Mosques of varied stripes serve not only as prayer venues, but as community discussion spaces and religious schools for young children. They are local—and in many places, primary—distributors of charity to the needy.
Mahallas (urban religious jurisdictions that traditionally include religious functions) play disparate roles. In Uzbekistan they perform government-sanctioned neighborhood administrative functions. Elsewhere, they may independently finance mosques or organize social events.
Jamaats (meaning simply “groups” or “associations”) are of disparate types, including Islamic movements, some of which preach and proselytize in communities, and some of which are funded from abroad.
Islamic charitable foundations may be local or affiliated with international networks, and may distribute necessities to the poor, fund educational programs or finance the building of mosques, among other activities.
Islamic nongovernmental organizations “may be the most diverse” type of Muslim civil society groups “run[ning] the gamut from official to semiofficial to underground,” and from local to national or international. Their operations range “from a few individuals working from their homes to offices with dozens of people.”

The study recommended that the United States, its allies, and development and assistance organizations should examine the diversity of Muslim civil society organizations and their roles, and should engage with them on issues “such as local economic and social development, fighting domestic violence, community stabilization, and countering violent extremism.” Also, international actors should more actively press Central Asia’s governments to open more space for activities by civil society, including its Muslim-oriented sectors.

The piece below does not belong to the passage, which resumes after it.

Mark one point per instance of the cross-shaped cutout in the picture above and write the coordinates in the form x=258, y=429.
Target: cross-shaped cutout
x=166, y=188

In 1992, the Soviet Union’s collapse suddenly created 15 nations, from the Baltic Sea to Asia, as potential partners for American engagement. In Central Asia, the United States offered immediate recognition only to Kazakhstan, which had inherited Soviet nuclear weapons, and to Kyrgyzstan, which was seen as committed to liberal reforms. Its hesitation in engaging fully risked weakening its influence in a region where Iran, China and Russia are formidable competitors for influence. Thirty years later, Central Asia is, if anything, more fragile. So, the hesitation of that first diplomacy should this time be reversed to deepen America’s engagement with the broadest possible range of responsible and effective Central Asian partners.